TIER 2: AVOIDING LICENSING

As usual the description includes a lot of stuff that is already known or otherwise obvious, for example about a page is used to describe the computer system that might be running the logic needed to use the indicators. I’m not very skilled in the art of autonomous vehicles but my feeling is that the description didn’t really include anything that the public would benefit from. This is mainly because reading a QR code or other indicator is exactly analogous to what one does when reading a sign with location information. Adding the use of an url to retrieve instructions doesn’t really make a difference in the inventiveness department. I’m left wondering what was the original idea that they invented and at what point was it removed from the patent? Also, the title and the description don’t really match. While this is nine kinds of bad when writing a school assignment it might be good for a patent (if you are the inventor) as it is more difficult for the competitors to find the information.

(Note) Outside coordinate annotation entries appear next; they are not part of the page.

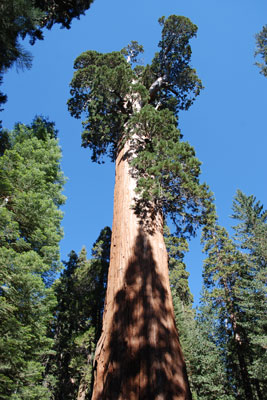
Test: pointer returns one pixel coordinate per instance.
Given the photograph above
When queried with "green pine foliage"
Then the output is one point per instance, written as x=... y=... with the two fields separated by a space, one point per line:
x=80 y=293
x=205 y=368
x=121 y=102
x=261 y=50
x=27 y=18
x=235 y=280
x=30 y=196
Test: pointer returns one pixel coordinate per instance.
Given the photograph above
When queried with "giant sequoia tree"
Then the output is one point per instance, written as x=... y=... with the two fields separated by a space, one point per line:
x=30 y=196
x=131 y=114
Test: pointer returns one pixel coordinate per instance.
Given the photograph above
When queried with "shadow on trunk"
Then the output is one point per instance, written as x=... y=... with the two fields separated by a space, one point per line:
x=145 y=359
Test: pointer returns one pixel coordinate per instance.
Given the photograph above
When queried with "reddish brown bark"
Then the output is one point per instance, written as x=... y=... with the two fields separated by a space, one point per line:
x=138 y=355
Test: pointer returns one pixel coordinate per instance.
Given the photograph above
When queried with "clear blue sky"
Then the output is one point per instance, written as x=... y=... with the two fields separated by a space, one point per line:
x=226 y=125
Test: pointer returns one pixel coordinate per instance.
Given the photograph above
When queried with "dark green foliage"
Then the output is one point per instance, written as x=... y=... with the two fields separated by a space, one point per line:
x=205 y=367
x=139 y=106
x=180 y=83
x=167 y=172
x=21 y=18
x=27 y=18
x=236 y=283
x=30 y=194
x=99 y=88
x=80 y=293
x=261 y=50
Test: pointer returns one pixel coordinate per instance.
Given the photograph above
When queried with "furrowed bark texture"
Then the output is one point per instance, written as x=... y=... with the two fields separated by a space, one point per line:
x=138 y=355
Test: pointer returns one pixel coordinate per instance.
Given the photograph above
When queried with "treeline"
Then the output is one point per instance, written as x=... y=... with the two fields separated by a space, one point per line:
x=49 y=327
x=224 y=341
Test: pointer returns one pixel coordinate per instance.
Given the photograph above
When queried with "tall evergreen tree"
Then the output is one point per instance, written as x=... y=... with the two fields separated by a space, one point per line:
x=80 y=293
x=205 y=367
x=30 y=196
x=235 y=277
x=131 y=115
x=251 y=237
x=261 y=50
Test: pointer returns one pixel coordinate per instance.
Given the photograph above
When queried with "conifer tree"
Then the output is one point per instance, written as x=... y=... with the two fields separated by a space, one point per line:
x=196 y=331
x=261 y=50
x=130 y=113
x=235 y=279
x=30 y=196
x=80 y=293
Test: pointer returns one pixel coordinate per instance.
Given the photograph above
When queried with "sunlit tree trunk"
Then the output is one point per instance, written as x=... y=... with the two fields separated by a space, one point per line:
x=138 y=355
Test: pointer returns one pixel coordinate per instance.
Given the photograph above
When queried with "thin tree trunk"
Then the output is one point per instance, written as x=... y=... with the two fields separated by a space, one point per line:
x=138 y=355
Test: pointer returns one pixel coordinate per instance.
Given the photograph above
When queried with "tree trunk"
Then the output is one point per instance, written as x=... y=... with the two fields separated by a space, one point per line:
x=138 y=355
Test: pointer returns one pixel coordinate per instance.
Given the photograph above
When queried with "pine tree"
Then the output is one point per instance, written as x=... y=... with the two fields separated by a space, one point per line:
x=131 y=115
x=261 y=49
x=235 y=278
x=205 y=367
x=251 y=237
x=80 y=293
x=30 y=196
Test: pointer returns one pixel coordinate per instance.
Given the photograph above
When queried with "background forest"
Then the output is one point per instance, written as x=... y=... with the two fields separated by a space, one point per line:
x=50 y=323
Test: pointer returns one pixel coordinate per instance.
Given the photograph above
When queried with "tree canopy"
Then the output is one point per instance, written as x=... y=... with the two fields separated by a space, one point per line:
x=125 y=102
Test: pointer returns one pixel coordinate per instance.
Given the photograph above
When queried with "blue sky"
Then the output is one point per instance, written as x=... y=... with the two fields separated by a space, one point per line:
x=226 y=125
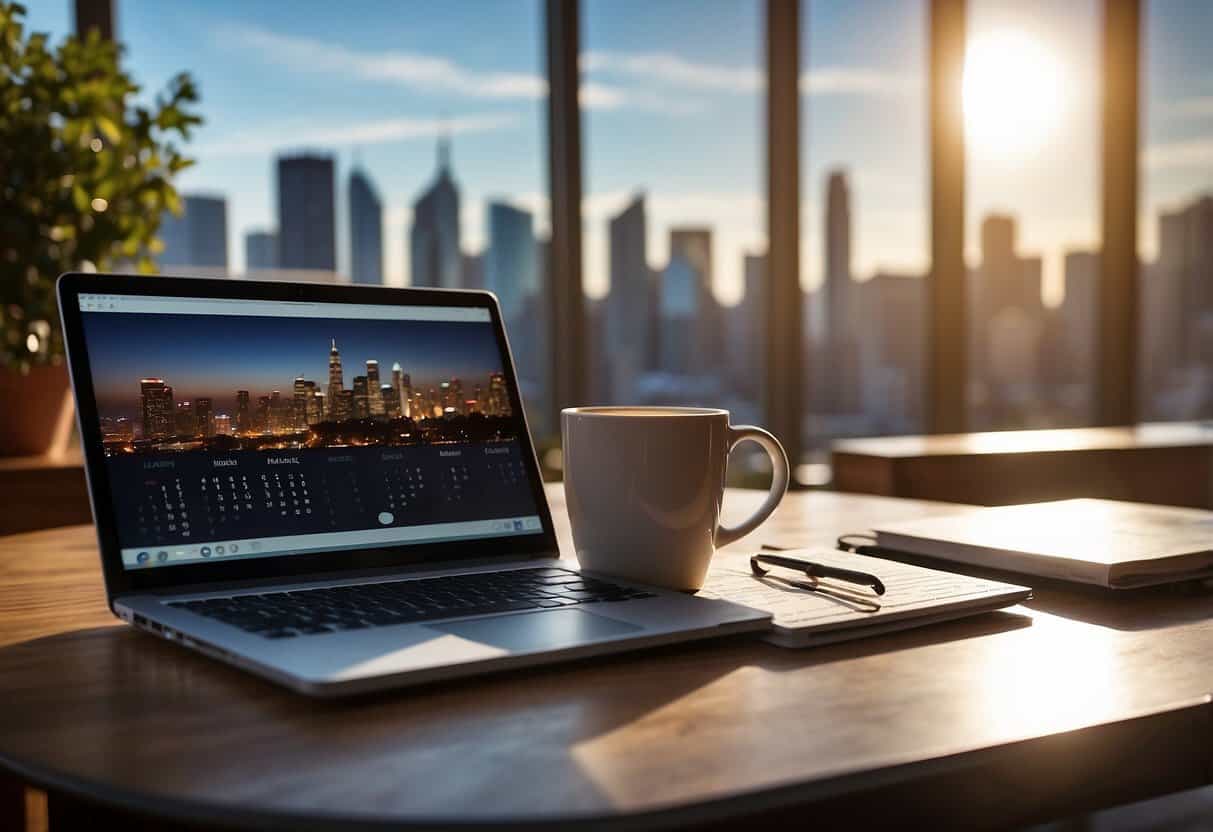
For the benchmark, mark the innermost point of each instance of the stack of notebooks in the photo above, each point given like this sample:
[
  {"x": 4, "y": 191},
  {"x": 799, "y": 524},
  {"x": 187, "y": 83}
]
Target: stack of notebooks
[{"x": 1109, "y": 543}]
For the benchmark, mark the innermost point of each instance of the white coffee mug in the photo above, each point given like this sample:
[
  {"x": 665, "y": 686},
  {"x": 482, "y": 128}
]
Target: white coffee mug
[{"x": 644, "y": 486}]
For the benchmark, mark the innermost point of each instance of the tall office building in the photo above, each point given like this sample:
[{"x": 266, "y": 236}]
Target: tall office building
[
  {"x": 260, "y": 251},
  {"x": 1185, "y": 260},
  {"x": 893, "y": 308},
  {"x": 630, "y": 307},
  {"x": 403, "y": 386},
  {"x": 1078, "y": 315},
  {"x": 335, "y": 380},
  {"x": 243, "y": 419},
  {"x": 679, "y": 312},
  {"x": 837, "y": 368},
  {"x": 1007, "y": 330},
  {"x": 365, "y": 231},
  {"x": 362, "y": 398},
  {"x": 374, "y": 402},
  {"x": 838, "y": 284},
  {"x": 472, "y": 271},
  {"x": 307, "y": 231},
  {"x": 155, "y": 398},
  {"x": 303, "y": 404},
  {"x": 694, "y": 246},
  {"x": 204, "y": 414},
  {"x": 434, "y": 256},
  {"x": 186, "y": 423},
  {"x": 746, "y": 347},
  {"x": 198, "y": 238},
  {"x": 510, "y": 268},
  {"x": 389, "y": 402},
  {"x": 315, "y": 409}
]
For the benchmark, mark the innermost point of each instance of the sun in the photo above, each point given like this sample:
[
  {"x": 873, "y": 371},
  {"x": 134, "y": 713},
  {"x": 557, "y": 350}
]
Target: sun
[{"x": 1013, "y": 93}]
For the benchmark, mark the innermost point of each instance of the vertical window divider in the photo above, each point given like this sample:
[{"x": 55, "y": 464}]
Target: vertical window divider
[
  {"x": 784, "y": 402},
  {"x": 1117, "y": 338},
  {"x": 945, "y": 397},
  {"x": 565, "y": 294}
]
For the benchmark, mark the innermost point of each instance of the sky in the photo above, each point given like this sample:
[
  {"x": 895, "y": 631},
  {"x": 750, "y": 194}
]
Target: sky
[
  {"x": 673, "y": 107},
  {"x": 215, "y": 355}
]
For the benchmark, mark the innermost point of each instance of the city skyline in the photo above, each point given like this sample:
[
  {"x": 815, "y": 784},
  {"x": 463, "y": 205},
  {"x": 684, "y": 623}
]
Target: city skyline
[
  {"x": 263, "y": 354},
  {"x": 694, "y": 104}
]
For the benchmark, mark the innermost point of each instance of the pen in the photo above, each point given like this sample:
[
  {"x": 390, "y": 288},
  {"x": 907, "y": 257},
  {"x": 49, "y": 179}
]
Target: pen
[{"x": 816, "y": 570}]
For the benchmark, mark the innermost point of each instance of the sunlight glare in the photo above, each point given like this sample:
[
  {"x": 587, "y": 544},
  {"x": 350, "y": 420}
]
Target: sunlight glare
[{"x": 1013, "y": 93}]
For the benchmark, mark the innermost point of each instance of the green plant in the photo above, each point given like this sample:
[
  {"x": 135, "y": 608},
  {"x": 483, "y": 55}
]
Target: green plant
[{"x": 85, "y": 174}]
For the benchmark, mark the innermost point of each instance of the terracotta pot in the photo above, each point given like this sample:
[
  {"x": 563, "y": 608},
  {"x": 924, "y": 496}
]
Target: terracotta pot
[{"x": 35, "y": 411}]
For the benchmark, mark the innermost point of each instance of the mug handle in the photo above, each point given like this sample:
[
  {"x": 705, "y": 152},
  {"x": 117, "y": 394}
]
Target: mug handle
[{"x": 725, "y": 535}]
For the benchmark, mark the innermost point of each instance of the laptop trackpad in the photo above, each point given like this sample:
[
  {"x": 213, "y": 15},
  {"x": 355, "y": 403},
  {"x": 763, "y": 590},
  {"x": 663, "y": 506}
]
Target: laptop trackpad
[{"x": 537, "y": 631}]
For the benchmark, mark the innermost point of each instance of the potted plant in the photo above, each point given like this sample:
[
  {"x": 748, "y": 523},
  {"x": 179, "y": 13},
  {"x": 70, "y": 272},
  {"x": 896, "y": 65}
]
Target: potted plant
[{"x": 85, "y": 177}]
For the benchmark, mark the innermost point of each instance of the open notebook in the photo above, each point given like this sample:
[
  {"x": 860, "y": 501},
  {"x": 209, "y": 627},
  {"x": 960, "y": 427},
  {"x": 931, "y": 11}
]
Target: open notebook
[
  {"x": 1111, "y": 543},
  {"x": 913, "y": 597}
]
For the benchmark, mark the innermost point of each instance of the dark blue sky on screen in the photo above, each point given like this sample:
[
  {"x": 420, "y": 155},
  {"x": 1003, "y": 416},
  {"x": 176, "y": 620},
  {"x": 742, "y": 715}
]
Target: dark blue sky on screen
[{"x": 215, "y": 355}]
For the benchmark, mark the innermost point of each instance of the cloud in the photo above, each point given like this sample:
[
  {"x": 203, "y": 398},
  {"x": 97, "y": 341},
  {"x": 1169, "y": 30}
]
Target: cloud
[
  {"x": 365, "y": 132},
  {"x": 673, "y": 70},
  {"x": 411, "y": 69},
  {"x": 855, "y": 80},
  {"x": 668, "y": 68},
  {"x": 1197, "y": 107},
  {"x": 1189, "y": 153}
]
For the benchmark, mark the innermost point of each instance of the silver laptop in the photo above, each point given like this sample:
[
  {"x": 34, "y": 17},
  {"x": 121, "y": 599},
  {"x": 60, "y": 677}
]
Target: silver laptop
[{"x": 334, "y": 486}]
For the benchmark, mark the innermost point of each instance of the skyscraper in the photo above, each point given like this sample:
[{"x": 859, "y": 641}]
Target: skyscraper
[
  {"x": 198, "y": 238},
  {"x": 510, "y": 267},
  {"x": 365, "y": 231},
  {"x": 1007, "y": 330},
  {"x": 472, "y": 271},
  {"x": 837, "y": 263},
  {"x": 302, "y": 404},
  {"x": 335, "y": 380},
  {"x": 362, "y": 398},
  {"x": 389, "y": 402},
  {"x": 157, "y": 405},
  {"x": 403, "y": 386},
  {"x": 836, "y": 366},
  {"x": 679, "y": 313},
  {"x": 1078, "y": 313},
  {"x": 747, "y": 346},
  {"x": 434, "y": 234},
  {"x": 204, "y": 414},
  {"x": 374, "y": 402},
  {"x": 306, "y": 214},
  {"x": 243, "y": 421},
  {"x": 260, "y": 251},
  {"x": 186, "y": 423},
  {"x": 630, "y": 308},
  {"x": 694, "y": 245}
]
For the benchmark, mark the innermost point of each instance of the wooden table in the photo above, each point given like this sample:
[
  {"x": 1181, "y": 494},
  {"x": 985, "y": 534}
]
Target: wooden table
[
  {"x": 43, "y": 493},
  {"x": 1069, "y": 702},
  {"x": 1167, "y": 463}
]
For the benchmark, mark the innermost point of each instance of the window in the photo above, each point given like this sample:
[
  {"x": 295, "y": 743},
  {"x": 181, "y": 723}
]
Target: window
[
  {"x": 1031, "y": 118},
  {"x": 1176, "y": 208},
  {"x": 673, "y": 215},
  {"x": 394, "y": 144},
  {"x": 864, "y": 237}
]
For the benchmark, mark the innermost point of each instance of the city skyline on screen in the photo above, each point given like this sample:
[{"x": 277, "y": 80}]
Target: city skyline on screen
[{"x": 214, "y": 357}]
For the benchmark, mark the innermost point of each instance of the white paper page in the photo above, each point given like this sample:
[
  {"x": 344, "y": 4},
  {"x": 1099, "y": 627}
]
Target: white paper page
[{"x": 909, "y": 590}]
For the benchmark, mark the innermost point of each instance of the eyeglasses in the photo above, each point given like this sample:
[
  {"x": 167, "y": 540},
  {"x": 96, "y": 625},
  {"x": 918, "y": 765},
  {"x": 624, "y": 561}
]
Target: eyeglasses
[{"x": 815, "y": 571}]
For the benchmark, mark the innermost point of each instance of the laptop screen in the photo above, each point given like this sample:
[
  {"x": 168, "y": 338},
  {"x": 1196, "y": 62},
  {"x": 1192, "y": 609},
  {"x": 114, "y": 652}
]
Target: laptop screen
[{"x": 244, "y": 428}]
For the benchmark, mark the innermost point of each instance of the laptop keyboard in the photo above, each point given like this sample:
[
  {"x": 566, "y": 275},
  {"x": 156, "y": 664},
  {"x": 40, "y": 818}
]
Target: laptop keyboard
[{"x": 362, "y": 605}]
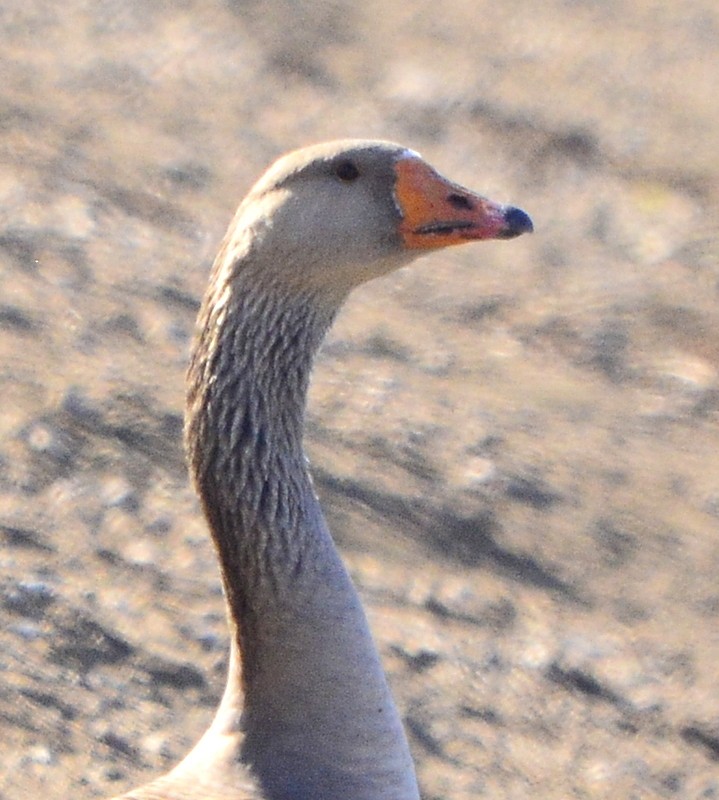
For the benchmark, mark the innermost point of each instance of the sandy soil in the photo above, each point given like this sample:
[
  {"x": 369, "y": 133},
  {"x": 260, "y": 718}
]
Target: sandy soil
[{"x": 515, "y": 442}]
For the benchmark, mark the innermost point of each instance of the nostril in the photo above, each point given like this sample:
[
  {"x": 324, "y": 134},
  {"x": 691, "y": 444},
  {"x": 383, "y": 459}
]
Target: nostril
[{"x": 460, "y": 201}]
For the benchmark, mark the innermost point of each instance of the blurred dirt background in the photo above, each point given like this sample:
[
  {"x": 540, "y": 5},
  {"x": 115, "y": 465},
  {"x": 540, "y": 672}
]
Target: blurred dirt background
[{"x": 515, "y": 442}]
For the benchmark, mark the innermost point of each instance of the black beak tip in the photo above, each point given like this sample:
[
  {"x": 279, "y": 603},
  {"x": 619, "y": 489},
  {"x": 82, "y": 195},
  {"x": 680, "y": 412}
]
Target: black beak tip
[{"x": 517, "y": 222}]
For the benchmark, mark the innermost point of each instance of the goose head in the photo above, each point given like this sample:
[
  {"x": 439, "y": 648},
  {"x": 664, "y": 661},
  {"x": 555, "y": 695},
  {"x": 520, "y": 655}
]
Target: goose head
[{"x": 330, "y": 217}]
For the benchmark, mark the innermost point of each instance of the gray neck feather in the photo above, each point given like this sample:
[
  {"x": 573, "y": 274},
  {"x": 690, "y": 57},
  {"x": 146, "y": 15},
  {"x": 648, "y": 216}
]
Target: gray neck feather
[{"x": 317, "y": 719}]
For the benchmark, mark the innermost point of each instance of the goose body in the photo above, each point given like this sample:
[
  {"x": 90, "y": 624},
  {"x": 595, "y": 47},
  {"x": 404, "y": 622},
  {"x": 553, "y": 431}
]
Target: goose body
[{"x": 306, "y": 713}]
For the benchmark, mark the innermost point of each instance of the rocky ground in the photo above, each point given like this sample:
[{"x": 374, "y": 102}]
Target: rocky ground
[{"x": 515, "y": 442}]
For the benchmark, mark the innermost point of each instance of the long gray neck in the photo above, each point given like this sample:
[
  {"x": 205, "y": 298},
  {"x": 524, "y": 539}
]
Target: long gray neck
[{"x": 318, "y": 718}]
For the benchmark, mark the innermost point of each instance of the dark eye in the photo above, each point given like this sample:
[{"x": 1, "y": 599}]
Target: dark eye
[{"x": 347, "y": 171}]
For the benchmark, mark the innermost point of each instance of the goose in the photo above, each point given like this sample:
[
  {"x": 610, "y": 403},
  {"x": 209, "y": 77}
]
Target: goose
[{"x": 306, "y": 712}]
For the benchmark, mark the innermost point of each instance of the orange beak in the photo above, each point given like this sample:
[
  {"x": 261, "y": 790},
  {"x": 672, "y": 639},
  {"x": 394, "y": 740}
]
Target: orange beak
[{"x": 437, "y": 213}]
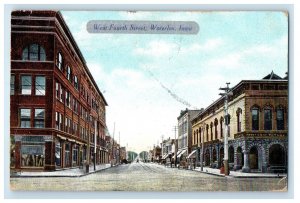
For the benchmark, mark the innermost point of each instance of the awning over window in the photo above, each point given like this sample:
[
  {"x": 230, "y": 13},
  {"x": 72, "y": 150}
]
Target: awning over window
[{"x": 192, "y": 155}]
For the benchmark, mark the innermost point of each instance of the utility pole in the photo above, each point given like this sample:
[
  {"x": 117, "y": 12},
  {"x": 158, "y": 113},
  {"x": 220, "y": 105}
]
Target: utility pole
[
  {"x": 176, "y": 146},
  {"x": 113, "y": 146},
  {"x": 227, "y": 121},
  {"x": 119, "y": 149},
  {"x": 95, "y": 143}
]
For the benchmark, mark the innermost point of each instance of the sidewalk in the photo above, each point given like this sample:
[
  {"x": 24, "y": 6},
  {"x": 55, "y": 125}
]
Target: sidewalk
[
  {"x": 235, "y": 174},
  {"x": 240, "y": 174},
  {"x": 72, "y": 172}
]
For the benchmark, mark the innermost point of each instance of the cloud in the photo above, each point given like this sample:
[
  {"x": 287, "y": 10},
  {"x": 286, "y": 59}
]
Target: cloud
[
  {"x": 156, "y": 49},
  {"x": 209, "y": 45}
]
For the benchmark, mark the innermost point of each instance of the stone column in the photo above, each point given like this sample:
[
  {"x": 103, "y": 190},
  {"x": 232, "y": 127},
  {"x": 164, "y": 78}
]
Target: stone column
[
  {"x": 246, "y": 167},
  {"x": 18, "y": 154}
]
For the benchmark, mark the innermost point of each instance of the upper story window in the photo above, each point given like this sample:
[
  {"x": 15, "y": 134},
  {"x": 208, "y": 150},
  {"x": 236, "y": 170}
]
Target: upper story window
[
  {"x": 26, "y": 84},
  {"x": 255, "y": 118},
  {"x": 59, "y": 61},
  {"x": 40, "y": 85},
  {"x": 268, "y": 119},
  {"x": 69, "y": 73},
  {"x": 33, "y": 52},
  {"x": 280, "y": 119},
  {"x": 76, "y": 82},
  {"x": 25, "y": 118},
  {"x": 12, "y": 84},
  {"x": 39, "y": 118}
]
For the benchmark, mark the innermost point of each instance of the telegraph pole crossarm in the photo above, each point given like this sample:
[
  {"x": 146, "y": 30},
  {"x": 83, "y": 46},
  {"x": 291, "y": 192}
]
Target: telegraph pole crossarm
[{"x": 227, "y": 121}]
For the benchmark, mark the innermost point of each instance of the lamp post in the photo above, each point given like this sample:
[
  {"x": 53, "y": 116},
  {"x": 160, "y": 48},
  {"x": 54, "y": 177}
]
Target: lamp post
[
  {"x": 227, "y": 121},
  {"x": 176, "y": 146},
  {"x": 202, "y": 148}
]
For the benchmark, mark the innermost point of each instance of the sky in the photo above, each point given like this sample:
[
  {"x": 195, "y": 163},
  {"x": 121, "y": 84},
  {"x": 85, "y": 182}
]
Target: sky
[{"x": 137, "y": 72}]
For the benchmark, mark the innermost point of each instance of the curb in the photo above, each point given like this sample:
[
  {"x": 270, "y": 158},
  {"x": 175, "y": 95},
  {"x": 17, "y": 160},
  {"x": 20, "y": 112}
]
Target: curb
[{"x": 58, "y": 176}]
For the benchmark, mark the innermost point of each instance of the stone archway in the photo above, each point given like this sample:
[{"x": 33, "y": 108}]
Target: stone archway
[
  {"x": 276, "y": 155},
  {"x": 253, "y": 158}
]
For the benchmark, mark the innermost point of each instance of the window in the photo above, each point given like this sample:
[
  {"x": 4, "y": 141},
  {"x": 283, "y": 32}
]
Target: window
[
  {"x": 61, "y": 93},
  {"x": 33, "y": 52},
  {"x": 216, "y": 128},
  {"x": 69, "y": 73},
  {"x": 57, "y": 121},
  {"x": 76, "y": 82},
  {"x": 75, "y": 154},
  {"x": 207, "y": 126},
  {"x": 12, "y": 84},
  {"x": 255, "y": 119},
  {"x": 66, "y": 124},
  {"x": 25, "y": 118},
  {"x": 61, "y": 118},
  {"x": 57, "y": 87},
  {"x": 221, "y": 126},
  {"x": 280, "y": 119},
  {"x": 26, "y": 84},
  {"x": 39, "y": 118},
  {"x": 211, "y": 131},
  {"x": 59, "y": 61},
  {"x": 68, "y": 101},
  {"x": 40, "y": 85},
  {"x": 268, "y": 119},
  {"x": 239, "y": 123},
  {"x": 67, "y": 155}
]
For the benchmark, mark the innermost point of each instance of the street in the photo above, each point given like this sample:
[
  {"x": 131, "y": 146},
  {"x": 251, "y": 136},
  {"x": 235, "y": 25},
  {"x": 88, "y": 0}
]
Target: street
[{"x": 147, "y": 177}]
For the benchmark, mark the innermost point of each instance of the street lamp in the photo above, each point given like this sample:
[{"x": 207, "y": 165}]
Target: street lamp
[
  {"x": 227, "y": 121},
  {"x": 176, "y": 146}
]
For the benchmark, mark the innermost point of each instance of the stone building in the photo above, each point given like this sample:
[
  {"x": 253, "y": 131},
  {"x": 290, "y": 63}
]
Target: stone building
[
  {"x": 258, "y": 129},
  {"x": 185, "y": 133},
  {"x": 57, "y": 112}
]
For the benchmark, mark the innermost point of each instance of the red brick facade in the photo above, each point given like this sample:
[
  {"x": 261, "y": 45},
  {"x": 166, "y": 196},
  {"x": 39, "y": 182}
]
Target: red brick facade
[{"x": 56, "y": 106}]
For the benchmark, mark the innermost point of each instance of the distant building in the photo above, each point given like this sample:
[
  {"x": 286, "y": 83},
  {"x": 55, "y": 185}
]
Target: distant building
[
  {"x": 185, "y": 133},
  {"x": 258, "y": 129}
]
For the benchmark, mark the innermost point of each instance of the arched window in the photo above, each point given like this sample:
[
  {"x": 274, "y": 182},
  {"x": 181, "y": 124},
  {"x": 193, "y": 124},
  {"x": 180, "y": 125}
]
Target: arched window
[
  {"x": 69, "y": 73},
  {"x": 221, "y": 126},
  {"x": 255, "y": 117},
  {"x": 211, "y": 131},
  {"x": 238, "y": 116},
  {"x": 33, "y": 52},
  {"x": 216, "y": 128},
  {"x": 59, "y": 61},
  {"x": 268, "y": 118},
  {"x": 207, "y": 126},
  {"x": 200, "y": 138},
  {"x": 280, "y": 118},
  {"x": 197, "y": 137}
]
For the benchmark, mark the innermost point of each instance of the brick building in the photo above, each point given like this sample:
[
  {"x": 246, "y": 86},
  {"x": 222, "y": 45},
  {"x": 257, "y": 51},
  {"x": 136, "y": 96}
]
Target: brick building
[
  {"x": 258, "y": 129},
  {"x": 57, "y": 112}
]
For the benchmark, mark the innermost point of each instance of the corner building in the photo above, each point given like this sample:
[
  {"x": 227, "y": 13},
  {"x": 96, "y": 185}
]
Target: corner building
[
  {"x": 258, "y": 129},
  {"x": 57, "y": 111}
]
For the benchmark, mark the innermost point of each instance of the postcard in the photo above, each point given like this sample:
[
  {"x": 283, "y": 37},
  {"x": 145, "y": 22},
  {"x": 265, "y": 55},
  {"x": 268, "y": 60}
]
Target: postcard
[{"x": 149, "y": 101}]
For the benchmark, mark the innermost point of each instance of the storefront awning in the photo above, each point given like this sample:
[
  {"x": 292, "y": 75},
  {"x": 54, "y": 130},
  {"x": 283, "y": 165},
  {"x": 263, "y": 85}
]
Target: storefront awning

This patent might not be that difficult to bypass. In the short term just record the orientation and location of many road signs and use the vehicle’s approximate location from GPS or sensors to check which sign it is and then retrieve this info from a database.

 

TIER 3: TECHNICAL ANALYSIS

If the QR code (indicator) includes position and orientation (of the indicator) a camera can be used to get a very accurate position, “easily” with in millimeters related to the indicator. This could be useful in a few situations:

  • There is no GPS coverage
  • The GPS location accuracy is not enough to resolve the location ambiguity due to say roads being on top of each other. This can usually be deduced from the path history, but it is good to have some redundancy, if there is reboot or something.
  • On a bridge, tunnel or similar location a Lidar or radar may not have enough information as the environment is completely built or “empty”
  • The environment has been changed beyond recognition due to construction etc. I have understood that the google approach uses prior knowledge of the environment to determine the location by comparing sensor info to database. It might be that if the road has been closed for changes that the environment, not to mention road location has changed drastically. In such a case the QR code could have info on how to cross the changed part of the road until the database has been updated by the passing vehicles.

It looks like these ideas predate the lidar approach but this has been filed on May, 2011 (now is 27 July, 2012) and as long as I know google’s lidar tech using Prius is older than that. So they may have been thinking about one of the bullets above where it would be quite handy say if there is a construction in a tunnel and vehicles need to be told what to do. It is worth noting that inertial sensors can be used for fairly accurate guidance for a short while and even dead reckoning is likely good enough to avoid a couple of cones and a steamroller if it is in a designated area. Doesn’t have much to do with transitioning to autonomous mode though.

After reading the claims I have two things in my mind:

  1. I can recognize the description from the claims, which is nice and not always the case
  2. If they manage to get another patent where they define wetware to be a computer I will need to start paying licensing fees every time I drive a car.